(73)朝倉宏景【朝倉義景】

文字数 668文字

現代を代表する作家・漫画家・学者・舞台で活躍する芸人やタレントの方たちに、好きな戦国武将のアンケート調査を実施いたしました。

激動の令和において、人気のある武将は果たしてだれなのか?!

朝倉宏景(あさくら・ひろかげ)さん


──1984年東京都生まれ。2012年「白球と爆弾」で第7回小説現代長編新人賞奨励賞を受賞し、13年改題した『白球アフロ』でデビュー。18年『風が吹いたり、花が散ったり』で第24回島清恋愛文学賞を受賞。近著は『あめつちのうた』。

【わたしの好きな戦国武将】


朝倉義景

朝倉義景といえば、暗愚、無能だと言われがちである。

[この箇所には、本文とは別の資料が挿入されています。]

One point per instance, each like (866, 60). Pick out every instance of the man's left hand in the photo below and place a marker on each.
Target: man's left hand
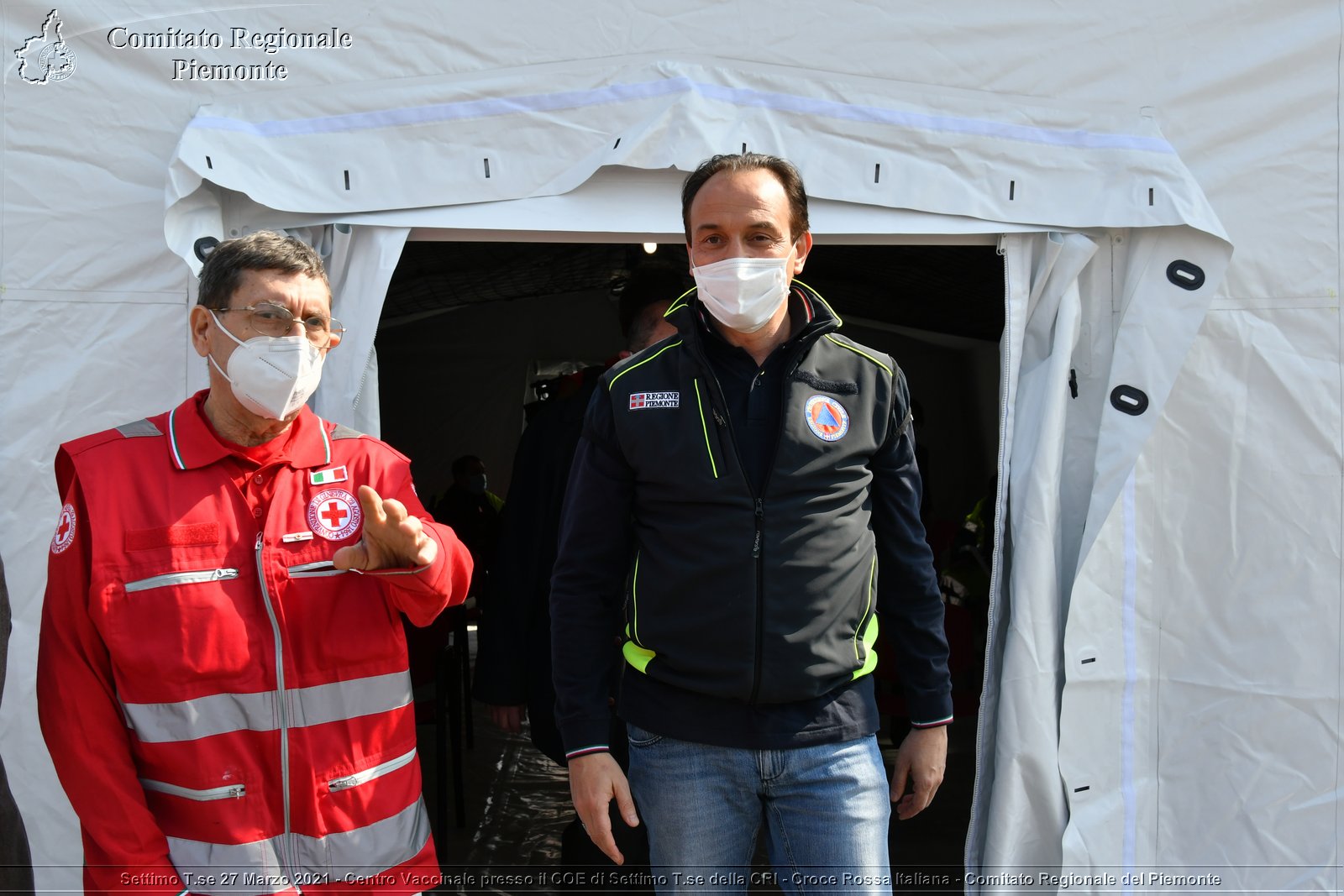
(922, 761)
(393, 537)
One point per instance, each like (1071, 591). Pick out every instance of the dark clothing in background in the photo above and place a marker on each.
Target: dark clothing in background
(15, 860)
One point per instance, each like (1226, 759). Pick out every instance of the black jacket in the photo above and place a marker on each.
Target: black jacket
(768, 597)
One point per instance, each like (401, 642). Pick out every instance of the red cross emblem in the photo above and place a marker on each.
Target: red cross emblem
(65, 535)
(333, 515)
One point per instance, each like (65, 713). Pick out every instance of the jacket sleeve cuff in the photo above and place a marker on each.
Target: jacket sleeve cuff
(421, 593)
(929, 710)
(934, 723)
(586, 735)
(588, 752)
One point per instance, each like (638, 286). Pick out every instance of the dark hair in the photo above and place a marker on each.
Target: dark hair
(786, 174)
(264, 250)
(648, 282)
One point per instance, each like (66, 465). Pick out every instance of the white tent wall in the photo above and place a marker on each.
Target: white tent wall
(1247, 93)
(454, 383)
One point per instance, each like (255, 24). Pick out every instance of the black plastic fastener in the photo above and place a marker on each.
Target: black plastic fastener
(203, 248)
(1129, 399)
(1186, 275)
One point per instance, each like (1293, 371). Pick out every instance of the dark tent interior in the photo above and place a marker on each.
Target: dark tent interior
(468, 327)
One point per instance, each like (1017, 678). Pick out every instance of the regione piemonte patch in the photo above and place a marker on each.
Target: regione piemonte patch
(827, 418)
(640, 401)
(333, 515)
(65, 535)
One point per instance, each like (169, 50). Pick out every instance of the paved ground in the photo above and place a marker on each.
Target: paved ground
(517, 806)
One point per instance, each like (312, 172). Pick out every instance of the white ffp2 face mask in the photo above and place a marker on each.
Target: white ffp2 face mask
(743, 293)
(272, 375)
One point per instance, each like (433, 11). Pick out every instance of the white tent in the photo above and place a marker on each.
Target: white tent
(1163, 688)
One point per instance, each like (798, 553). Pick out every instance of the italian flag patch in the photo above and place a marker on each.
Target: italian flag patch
(331, 474)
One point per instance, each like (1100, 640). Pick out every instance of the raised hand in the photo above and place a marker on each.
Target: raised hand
(391, 539)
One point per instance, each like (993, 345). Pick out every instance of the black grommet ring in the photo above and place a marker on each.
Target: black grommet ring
(1186, 275)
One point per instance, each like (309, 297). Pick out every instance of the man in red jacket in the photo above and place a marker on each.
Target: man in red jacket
(222, 672)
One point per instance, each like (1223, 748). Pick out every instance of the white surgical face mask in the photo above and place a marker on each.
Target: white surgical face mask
(272, 375)
(743, 293)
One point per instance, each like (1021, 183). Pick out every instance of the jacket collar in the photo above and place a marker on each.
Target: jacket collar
(192, 443)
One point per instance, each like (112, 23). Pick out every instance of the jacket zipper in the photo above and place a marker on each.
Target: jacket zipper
(867, 610)
(281, 705)
(228, 792)
(315, 570)
(757, 500)
(369, 774)
(194, 577)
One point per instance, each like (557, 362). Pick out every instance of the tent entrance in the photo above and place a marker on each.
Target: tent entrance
(465, 324)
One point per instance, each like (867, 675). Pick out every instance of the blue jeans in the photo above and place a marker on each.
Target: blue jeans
(826, 810)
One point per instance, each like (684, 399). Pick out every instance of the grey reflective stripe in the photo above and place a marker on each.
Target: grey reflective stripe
(349, 699)
(192, 577)
(139, 429)
(253, 869)
(228, 792)
(223, 712)
(370, 774)
(313, 570)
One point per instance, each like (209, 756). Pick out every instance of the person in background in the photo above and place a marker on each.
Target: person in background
(222, 674)
(15, 860)
(474, 513)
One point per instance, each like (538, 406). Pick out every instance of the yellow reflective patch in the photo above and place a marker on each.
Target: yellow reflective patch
(638, 656)
(870, 637)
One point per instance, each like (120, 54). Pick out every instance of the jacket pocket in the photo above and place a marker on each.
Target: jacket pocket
(346, 782)
(192, 577)
(228, 792)
(315, 570)
(640, 738)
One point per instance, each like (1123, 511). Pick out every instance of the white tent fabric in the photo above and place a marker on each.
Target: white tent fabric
(1200, 665)
(360, 265)
(543, 132)
(1021, 792)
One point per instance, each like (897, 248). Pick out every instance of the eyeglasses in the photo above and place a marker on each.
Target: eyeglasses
(277, 320)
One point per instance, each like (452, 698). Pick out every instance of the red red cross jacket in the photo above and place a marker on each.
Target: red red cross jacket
(226, 711)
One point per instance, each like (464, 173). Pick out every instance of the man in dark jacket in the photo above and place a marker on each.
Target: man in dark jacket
(738, 490)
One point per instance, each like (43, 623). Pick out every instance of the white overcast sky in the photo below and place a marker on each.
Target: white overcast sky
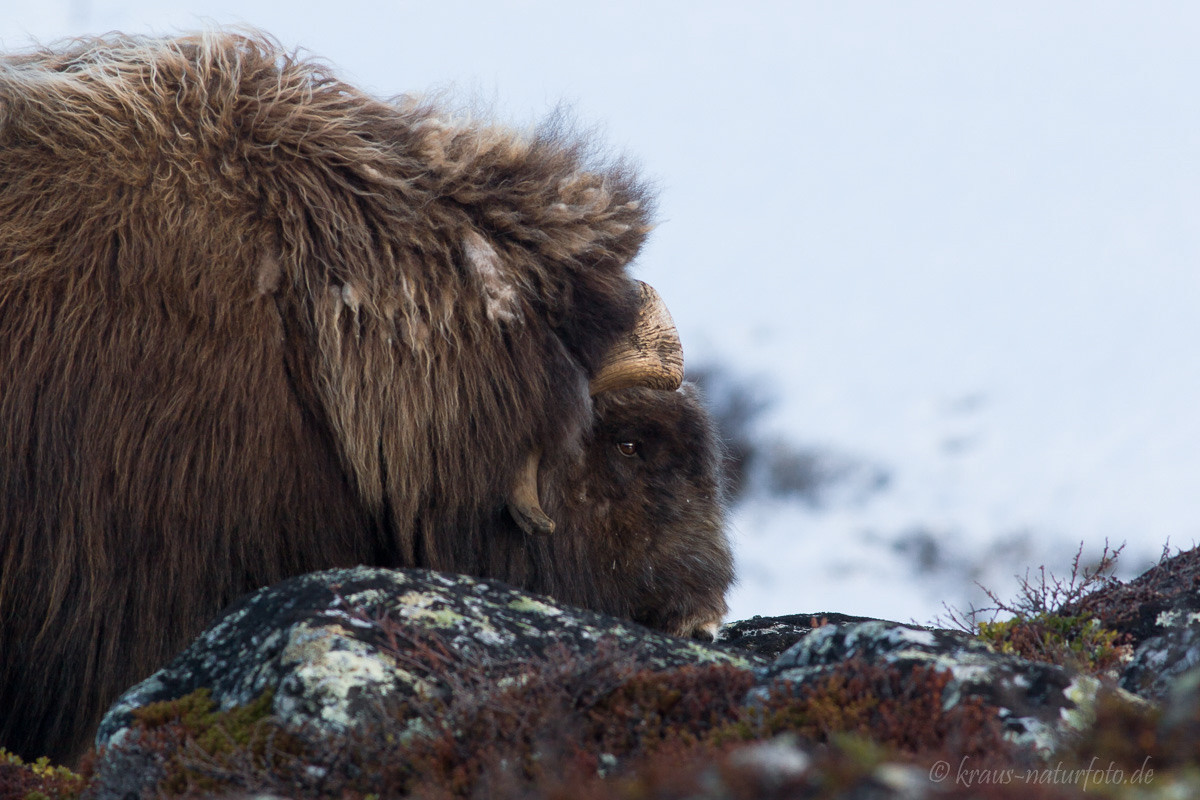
(883, 209)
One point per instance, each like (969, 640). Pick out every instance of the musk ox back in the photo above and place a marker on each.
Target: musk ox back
(255, 323)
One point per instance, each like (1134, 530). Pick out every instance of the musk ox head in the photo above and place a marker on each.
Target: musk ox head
(256, 323)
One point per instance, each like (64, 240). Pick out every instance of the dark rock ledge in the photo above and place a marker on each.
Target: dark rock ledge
(376, 681)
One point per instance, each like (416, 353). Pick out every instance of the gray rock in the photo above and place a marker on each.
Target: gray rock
(769, 636)
(1161, 660)
(1038, 703)
(342, 649)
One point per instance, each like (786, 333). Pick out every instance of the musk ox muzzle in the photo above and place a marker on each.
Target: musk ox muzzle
(256, 323)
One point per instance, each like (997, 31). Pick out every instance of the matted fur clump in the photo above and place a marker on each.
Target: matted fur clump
(256, 323)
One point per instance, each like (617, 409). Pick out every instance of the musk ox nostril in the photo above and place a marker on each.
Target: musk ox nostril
(257, 323)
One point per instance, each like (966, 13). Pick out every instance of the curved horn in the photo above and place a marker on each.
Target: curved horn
(523, 503)
(649, 355)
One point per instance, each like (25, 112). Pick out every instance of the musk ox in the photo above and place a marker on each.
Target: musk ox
(256, 323)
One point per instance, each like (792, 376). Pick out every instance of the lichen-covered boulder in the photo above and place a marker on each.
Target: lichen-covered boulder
(340, 647)
(339, 654)
(1037, 703)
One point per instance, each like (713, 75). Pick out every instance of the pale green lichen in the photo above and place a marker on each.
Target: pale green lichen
(531, 606)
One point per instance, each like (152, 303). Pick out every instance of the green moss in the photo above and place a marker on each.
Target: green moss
(1078, 642)
(37, 780)
(207, 750)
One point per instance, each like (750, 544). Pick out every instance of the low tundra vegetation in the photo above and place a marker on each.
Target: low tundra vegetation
(598, 727)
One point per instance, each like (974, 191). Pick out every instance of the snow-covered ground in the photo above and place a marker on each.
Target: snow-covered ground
(958, 242)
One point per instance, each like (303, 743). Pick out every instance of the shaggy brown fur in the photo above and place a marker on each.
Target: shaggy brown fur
(256, 323)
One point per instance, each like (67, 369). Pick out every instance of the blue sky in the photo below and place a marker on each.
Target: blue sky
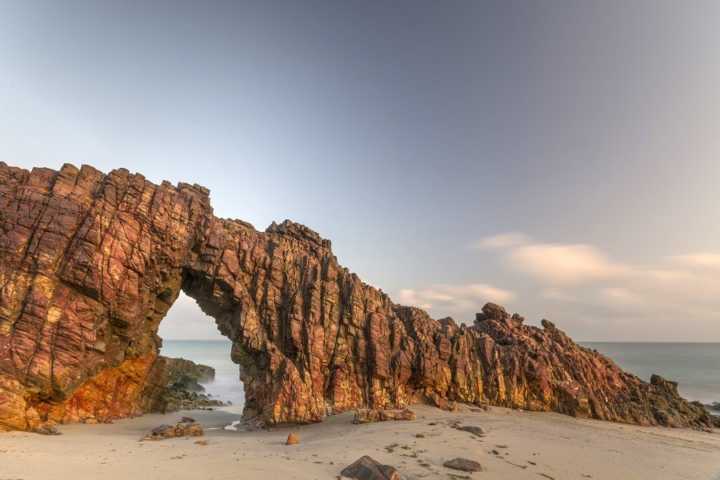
(558, 157)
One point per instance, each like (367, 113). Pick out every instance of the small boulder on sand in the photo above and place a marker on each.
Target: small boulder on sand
(477, 431)
(463, 464)
(180, 429)
(367, 468)
(371, 415)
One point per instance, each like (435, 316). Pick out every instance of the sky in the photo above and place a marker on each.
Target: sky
(560, 158)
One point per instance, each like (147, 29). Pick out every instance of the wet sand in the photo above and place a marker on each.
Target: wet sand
(517, 445)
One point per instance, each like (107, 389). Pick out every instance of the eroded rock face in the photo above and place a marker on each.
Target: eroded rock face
(90, 264)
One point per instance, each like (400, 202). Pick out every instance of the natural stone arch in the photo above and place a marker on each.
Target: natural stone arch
(91, 263)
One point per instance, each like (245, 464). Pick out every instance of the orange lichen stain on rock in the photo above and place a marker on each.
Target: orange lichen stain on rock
(113, 393)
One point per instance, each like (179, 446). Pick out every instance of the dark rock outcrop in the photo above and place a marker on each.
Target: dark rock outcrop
(184, 428)
(177, 386)
(90, 264)
(367, 468)
(371, 415)
(463, 464)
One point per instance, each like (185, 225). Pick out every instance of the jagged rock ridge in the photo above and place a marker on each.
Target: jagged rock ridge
(90, 264)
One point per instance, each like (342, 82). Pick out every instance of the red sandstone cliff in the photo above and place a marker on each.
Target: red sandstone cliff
(90, 263)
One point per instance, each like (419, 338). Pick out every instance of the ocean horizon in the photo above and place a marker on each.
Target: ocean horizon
(693, 365)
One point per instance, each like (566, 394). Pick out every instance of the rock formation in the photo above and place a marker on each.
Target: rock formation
(176, 386)
(90, 264)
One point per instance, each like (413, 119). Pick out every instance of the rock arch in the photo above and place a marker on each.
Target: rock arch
(90, 264)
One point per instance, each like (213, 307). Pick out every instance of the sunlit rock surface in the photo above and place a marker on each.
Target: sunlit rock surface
(90, 264)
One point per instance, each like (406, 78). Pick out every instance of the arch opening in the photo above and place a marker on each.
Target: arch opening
(187, 332)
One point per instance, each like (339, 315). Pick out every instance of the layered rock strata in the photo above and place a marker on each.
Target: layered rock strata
(90, 264)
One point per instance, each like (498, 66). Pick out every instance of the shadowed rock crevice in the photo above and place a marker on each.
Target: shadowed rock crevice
(90, 264)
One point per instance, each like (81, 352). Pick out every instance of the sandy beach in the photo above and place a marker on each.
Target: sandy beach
(518, 445)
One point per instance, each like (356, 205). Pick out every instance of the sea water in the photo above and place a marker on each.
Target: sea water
(214, 353)
(695, 366)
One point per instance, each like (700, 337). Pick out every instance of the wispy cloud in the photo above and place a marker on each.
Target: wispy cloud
(700, 259)
(504, 240)
(583, 280)
(562, 264)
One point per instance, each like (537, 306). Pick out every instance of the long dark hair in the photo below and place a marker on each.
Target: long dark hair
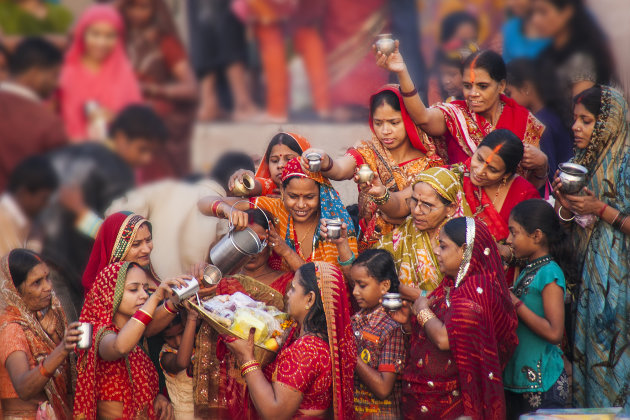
(586, 35)
(538, 214)
(511, 147)
(21, 262)
(315, 320)
(283, 139)
(380, 265)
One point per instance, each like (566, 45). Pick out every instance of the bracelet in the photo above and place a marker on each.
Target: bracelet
(169, 310)
(329, 167)
(618, 220)
(215, 206)
(44, 372)
(379, 201)
(424, 316)
(143, 317)
(414, 92)
(348, 262)
(562, 218)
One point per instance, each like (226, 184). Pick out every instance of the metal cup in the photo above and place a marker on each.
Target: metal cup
(85, 342)
(184, 292)
(314, 162)
(392, 301)
(243, 185)
(365, 174)
(334, 228)
(211, 275)
(386, 44)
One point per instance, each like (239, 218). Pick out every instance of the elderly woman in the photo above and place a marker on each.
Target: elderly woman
(436, 198)
(34, 365)
(463, 335)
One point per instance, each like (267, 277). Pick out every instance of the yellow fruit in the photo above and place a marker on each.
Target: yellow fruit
(272, 344)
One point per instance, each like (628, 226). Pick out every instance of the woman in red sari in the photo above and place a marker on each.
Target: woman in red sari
(217, 393)
(314, 374)
(116, 378)
(397, 153)
(464, 124)
(463, 335)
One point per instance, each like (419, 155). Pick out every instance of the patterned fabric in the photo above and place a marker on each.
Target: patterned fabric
(481, 324)
(412, 249)
(466, 129)
(112, 244)
(536, 363)
(331, 207)
(381, 346)
(343, 351)
(306, 366)
(21, 330)
(555, 397)
(264, 176)
(217, 391)
(602, 346)
(395, 176)
(132, 379)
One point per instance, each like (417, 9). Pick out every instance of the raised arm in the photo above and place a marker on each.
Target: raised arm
(430, 120)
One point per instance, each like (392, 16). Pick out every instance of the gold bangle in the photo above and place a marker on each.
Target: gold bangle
(424, 316)
(248, 370)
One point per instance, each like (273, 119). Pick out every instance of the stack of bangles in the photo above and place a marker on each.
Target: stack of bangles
(424, 316)
(379, 201)
(142, 317)
(348, 262)
(248, 367)
(174, 311)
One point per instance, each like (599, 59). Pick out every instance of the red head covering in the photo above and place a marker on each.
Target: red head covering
(137, 383)
(418, 139)
(263, 168)
(113, 86)
(343, 350)
(112, 244)
(480, 322)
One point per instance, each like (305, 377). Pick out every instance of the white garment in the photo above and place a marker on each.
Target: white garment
(181, 234)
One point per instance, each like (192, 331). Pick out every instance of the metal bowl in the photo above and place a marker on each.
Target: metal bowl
(573, 177)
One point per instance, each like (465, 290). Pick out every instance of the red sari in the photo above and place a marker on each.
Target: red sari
(466, 129)
(480, 320)
(132, 379)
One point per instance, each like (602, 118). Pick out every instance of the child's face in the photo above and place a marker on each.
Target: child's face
(173, 335)
(367, 290)
(523, 243)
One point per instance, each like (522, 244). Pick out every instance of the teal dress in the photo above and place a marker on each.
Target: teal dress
(536, 364)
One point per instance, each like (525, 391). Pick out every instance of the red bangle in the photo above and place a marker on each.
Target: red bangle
(215, 206)
(44, 372)
(142, 317)
(169, 310)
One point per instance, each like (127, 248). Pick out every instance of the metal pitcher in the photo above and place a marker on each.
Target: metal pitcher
(235, 248)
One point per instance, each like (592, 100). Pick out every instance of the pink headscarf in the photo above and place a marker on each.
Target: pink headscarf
(114, 86)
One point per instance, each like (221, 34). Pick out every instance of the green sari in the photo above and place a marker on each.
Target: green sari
(411, 248)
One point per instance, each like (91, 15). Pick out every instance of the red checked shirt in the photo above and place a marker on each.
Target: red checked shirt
(380, 344)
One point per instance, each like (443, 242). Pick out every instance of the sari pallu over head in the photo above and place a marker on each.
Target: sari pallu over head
(112, 244)
(330, 206)
(141, 381)
(343, 351)
(262, 173)
(481, 323)
(114, 86)
(13, 310)
(468, 129)
(412, 249)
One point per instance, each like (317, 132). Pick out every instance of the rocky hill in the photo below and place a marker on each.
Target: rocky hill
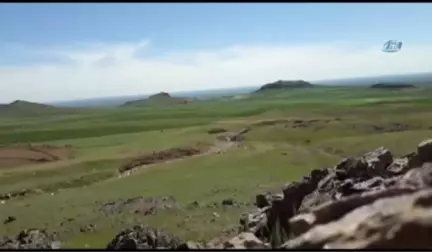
(372, 201)
(284, 85)
(158, 99)
(391, 86)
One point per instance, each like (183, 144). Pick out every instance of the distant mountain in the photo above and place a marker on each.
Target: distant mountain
(25, 108)
(120, 100)
(285, 85)
(392, 86)
(159, 99)
(418, 79)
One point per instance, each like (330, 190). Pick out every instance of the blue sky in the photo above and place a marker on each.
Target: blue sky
(87, 50)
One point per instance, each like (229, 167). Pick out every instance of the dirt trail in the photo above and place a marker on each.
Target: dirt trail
(217, 147)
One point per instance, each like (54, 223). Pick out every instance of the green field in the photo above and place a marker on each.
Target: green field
(335, 122)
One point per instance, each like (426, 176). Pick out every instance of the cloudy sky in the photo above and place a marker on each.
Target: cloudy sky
(52, 52)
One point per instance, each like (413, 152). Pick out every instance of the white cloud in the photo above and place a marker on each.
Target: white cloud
(112, 70)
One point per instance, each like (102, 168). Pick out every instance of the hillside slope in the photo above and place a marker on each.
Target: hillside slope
(159, 99)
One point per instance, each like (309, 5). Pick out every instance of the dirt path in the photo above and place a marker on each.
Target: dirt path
(217, 147)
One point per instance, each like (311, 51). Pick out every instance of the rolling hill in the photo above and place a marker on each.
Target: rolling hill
(25, 108)
(159, 99)
(284, 85)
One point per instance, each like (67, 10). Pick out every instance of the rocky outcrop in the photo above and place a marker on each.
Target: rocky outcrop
(373, 201)
(145, 237)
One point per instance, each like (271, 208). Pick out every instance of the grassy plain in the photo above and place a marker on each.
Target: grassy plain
(335, 122)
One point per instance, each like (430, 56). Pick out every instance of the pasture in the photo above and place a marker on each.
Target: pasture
(292, 132)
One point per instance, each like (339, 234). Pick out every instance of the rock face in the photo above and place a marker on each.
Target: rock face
(373, 201)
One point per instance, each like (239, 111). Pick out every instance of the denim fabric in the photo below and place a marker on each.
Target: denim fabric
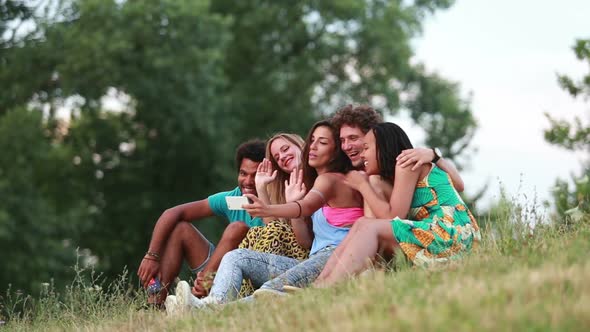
(246, 264)
(266, 270)
(302, 274)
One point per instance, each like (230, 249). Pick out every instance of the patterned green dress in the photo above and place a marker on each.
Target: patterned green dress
(440, 226)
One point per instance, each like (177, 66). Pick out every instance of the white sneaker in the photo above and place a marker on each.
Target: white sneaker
(267, 293)
(171, 305)
(291, 289)
(185, 298)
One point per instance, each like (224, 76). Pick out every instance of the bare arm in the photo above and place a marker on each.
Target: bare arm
(382, 188)
(401, 197)
(294, 191)
(448, 166)
(302, 208)
(264, 176)
(420, 156)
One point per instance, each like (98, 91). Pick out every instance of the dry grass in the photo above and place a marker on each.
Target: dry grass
(514, 281)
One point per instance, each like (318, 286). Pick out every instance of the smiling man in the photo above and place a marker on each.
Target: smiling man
(355, 121)
(175, 239)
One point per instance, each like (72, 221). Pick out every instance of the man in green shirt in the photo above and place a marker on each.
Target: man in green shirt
(175, 239)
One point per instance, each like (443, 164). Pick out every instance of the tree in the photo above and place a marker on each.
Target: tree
(574, 136)
(34, 236)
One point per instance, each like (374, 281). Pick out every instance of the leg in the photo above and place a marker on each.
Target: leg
(243, 263)
(185, 242)
(343, 245)
(302, 274)
(361, 248)
(233, 234)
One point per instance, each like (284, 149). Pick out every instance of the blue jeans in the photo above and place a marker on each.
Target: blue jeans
(265, 271)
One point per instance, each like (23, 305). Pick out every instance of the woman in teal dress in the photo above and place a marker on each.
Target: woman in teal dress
(425, 215)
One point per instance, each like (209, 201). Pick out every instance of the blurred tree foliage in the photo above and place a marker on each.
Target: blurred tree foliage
(575, 136)
(131, 107)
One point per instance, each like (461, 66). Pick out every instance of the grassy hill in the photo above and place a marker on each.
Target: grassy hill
(518, 279)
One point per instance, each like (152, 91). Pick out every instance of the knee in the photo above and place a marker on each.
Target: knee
(181, 230)
(234, 256)
(235, 231)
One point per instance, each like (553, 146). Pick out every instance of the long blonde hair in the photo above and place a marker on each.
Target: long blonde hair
(276, 189)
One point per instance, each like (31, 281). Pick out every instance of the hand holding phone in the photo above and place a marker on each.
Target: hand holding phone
(236, 202)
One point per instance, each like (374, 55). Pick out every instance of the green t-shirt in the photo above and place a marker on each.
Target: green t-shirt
(218, 205)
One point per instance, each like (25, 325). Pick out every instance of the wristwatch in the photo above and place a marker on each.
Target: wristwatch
(437, 155)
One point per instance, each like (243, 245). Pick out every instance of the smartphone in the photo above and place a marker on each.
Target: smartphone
(236, 202)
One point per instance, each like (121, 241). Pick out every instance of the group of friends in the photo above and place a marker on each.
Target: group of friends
(320, 210)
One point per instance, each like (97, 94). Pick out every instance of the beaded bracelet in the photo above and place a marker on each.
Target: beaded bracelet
(153, 254)
(299, 205)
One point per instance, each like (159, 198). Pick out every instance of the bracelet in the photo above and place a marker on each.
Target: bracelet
(156, 256)
(299, 205)
(151, 259)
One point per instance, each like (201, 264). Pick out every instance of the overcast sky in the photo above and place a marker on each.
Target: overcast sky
(507, 54)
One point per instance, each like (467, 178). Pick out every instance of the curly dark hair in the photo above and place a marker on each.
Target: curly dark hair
(362, 116)
(252, 149)
(390, 141)
(340, 162)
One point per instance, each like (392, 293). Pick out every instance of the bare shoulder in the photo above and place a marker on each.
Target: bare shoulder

『麒麟がくる』でも、明智光秀が、つかみどころのない義景に再三落胆する様子が描かれている。蹴鞠に興じていたら「何が蹴鞠じゃ」と、光秀に裏でブチ切れられ、見かぎられてしまう。実際、歴史上のいくつかの重大な局面で常に後手にまわり、勢いを得た信長に滅ぼされ、一乗谷を焼き尽くされる。


その越前一乗谷だが、応仁の乱以降、京都の文化人の疎開先として機能し、繁栄を極めたという。義景も、和歌、茶道などに優れ、文化面から京とのパイプを強めることで政治利用した。公家と蹴鞠をするのも大事なお仕事なのだ。おそらく義景は天下など毛ほども興味はなく、なるべく面倒な戦や諍いをさけたかったのではないか。美しく豊かな一乗谷を守れればそれでよかったはずなのだ。天下だ、出世だとギラついているヤツが私は嫌いなので、軍事面では無能とされる文化人・義景をむしろ人間的で好ましく思ってしまう。